The letter to the editor in the Sun Sentinel on Sept. 8 (from Burt Long of Sunrise) in favor of four-year term limits for Congress and six-year term limits for senators did not persuade me.
The author cited Sens. Mitch McConnell of Kentucky and Chuck Schumer of New York as senators who deserve to be removed. But on the other hand, several giants of Congress such as Daniel Webster (1826-1850), Henry Clay (1831-1852), Tip O’Neill (1953-1987) and Everett Dirksen (1950-1974) all served for decades each.
The voters of Florida adopted term limits for state offices in 1992, which pushed many experienced leaders out of state government.
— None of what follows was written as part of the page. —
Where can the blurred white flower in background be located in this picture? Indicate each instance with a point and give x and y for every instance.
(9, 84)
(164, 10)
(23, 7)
As a result, we have replaced leaders such as Reubin Askew, Lawton Chiles and Bob Graham with Anthony Sabatini, Frank Artiles, Joe Gruters, David Rivera, Randy Fine, Richard Corcoran and the ubiquitous DeSantis cabal.
What we need is for voters to limit the terms of people who are unfit to serve.
James L. Wilson, Plantation
The rule of law and speed
We need look no further than the car speeding up behind us or passing us at above the speed limit to see that we have a huge problem with respecting the “rule of law” in our country. The law is the societal glue that has held us together for a long time, but that glue is obviously losing its integrity — as can be seen on the highways.
When I was a kid, there was no better entertainment than sitting in the back seat and watching the speedometer as my Dad drove. As a physician, he understood that speeding can kill people. He knew that speed limits were set in any given spot because of the risks in that area and he had great respect for the safety of those around him. In other words, he cared.
When kids observe our speeds and compare that to posted limits that demonstrate speeding, as in breaking the law, they learn that laws don’t matter. Does anyone wonder whether such infractions could be connected to the not-so-crazy thought that our society is crumbling?
Glue counts! It starts in the back seat. Teach integrity. Obey all speed limits.
Rick Soskis, Havana, Fla.
The pot, kettle and Trump
Reading the Sept. 4 letter to the editor from Mark Goldstein had me scratching my head while looking over both shoulders to make sure I wasn’t being punked, too. I realize he’s an avid-Trumper, but the last paragraph of his letter couldn’t have been more MAGA-diculous.
Wrapping up another anti-Biden rant, Goldstein wrote: “Can anyone seriously believe he’s up to the task? I’ll give the crazy people who voted for him the first time a pass, as so many had no idea of what they were getting. Now that we see what he has actually done and the condition of our country, there’s no excuse voting for him.”
Putting aside the whole pot and kettle thing, this is exactly what all sane Americans were saying as the 2020 presidential election approached and Trump’s Reign of Error neared its merciful demise.
Rita Ouellette, Margate
Of Lincoln and Kennedy
If the once-powerful Republican Party of Lincoln has devolved into nothingness, may I also remind the author that the Democratic Party of today nowhere resembles the Democratic Party Of Kennedy, either.
John Miller, Lighthouse Point
Kudos for Coco Gauff
I was so excited that Delray Beach teenager Coco Gauff won the Women’s Championship at the 2023 U.S. Open for her first Grand Slam title.
She defeated Aryna Sabalenka 2–6, 6–3, 6–2, to become the first American teenager to win the title since Serena Williams in 1999. What a match it was!
I think Coco Gauff is one of the greatest female tennis players of all time. Congratulations, Coco!